Don’t you remember where power comes from, silly?

3.  Nothing is solved, but feel-good diplomacy triumphs.

You can’t help but think that it serves Bush right that Colin Powell, who stayed Bush’s hand against North Korea for the duration of his first term, has  turned around and  kicked Bush in the teeth  by endorsing Obama.  Then again, if you’re watching closely enough, Obama can seem more like a continuation of the Bush administration than Bush’s co-partisan.  It tells you something about what’s in store for us that McCain opposed Bush’s decision and Obama supported it.  Not long ago, Obama  said he’d  oppose de-listing without a strong verification mechanism.  So how strong does this sound?

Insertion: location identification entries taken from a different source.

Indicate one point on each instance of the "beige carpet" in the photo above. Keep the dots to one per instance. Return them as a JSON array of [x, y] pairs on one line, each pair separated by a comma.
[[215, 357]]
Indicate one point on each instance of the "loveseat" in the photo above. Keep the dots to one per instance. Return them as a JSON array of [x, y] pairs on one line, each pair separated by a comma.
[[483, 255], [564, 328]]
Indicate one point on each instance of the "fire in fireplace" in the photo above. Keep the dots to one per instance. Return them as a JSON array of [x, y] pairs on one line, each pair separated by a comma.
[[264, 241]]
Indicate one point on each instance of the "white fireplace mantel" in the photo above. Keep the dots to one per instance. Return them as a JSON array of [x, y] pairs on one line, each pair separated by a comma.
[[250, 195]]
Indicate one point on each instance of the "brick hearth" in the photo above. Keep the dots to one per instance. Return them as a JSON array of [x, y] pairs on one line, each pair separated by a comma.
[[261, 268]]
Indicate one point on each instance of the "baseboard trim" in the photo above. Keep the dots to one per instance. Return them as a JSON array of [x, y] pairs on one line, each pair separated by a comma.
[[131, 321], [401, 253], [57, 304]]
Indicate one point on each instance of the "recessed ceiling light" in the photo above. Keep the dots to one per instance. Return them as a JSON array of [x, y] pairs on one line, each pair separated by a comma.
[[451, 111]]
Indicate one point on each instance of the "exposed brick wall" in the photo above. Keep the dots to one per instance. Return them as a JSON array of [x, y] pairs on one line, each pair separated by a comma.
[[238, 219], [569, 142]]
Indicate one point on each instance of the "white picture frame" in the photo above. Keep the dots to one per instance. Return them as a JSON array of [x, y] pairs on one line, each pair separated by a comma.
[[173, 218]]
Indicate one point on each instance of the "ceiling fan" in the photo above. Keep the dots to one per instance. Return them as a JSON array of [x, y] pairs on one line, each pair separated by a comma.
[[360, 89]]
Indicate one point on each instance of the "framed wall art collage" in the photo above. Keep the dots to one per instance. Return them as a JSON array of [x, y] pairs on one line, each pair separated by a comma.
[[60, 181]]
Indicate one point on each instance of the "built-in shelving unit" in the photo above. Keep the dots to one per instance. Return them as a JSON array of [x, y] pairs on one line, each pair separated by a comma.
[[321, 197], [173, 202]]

Officials acknowledged that they do not have permission to visit the site of North Korea’s 2006 nuclear test or any military facilities possibly involved in the nuclear program. Experts will have access to facilities at the Yongbyon reactor site and some academic institutions; visits to additional sites will be subject to negotiations. Officials said it will be months, if not years, before questions about North Korea’s nuclear program are answered.

“This is going to be a bumpy road,” said Assistant Secretary of State Paula A. DeSutter, the chief of the verification bureau. “However, we are building a road.”

In a sign of internal tensions, DeSutter, whose office was barred from knowing the details of the deal until Friday morning, declined to dismiss complaints about it from John R. Bolton, the former ambassador to the United Nations and her former boss as undersecretary for arms control in Bush’s first term. “John is the epitome of a skeptical policymaker, and that’s appropriate,” she said.

Although Bolton is a well-known hawk on North Korea, other experts also have expressed concerns.

“There is a real danger that Pyongyang will pull a bait and switch now that sanctions have been lifted,” said Michael J. Green, Bush’s former top aide for Asia policy. “The credibility of this agreement really hangs on what happens next, including how we repair the damage done with Tokyo.”  [Washington Post]

We — and our allies —  can expect much more of this silky, self-gratifying cotton candy diplomacy in the future, but it’s not as if the Republicans have exactly earned the nation’s continued confidence on this  issue.  It may take an Obama presidency for the Republicans to learn to stand for something again.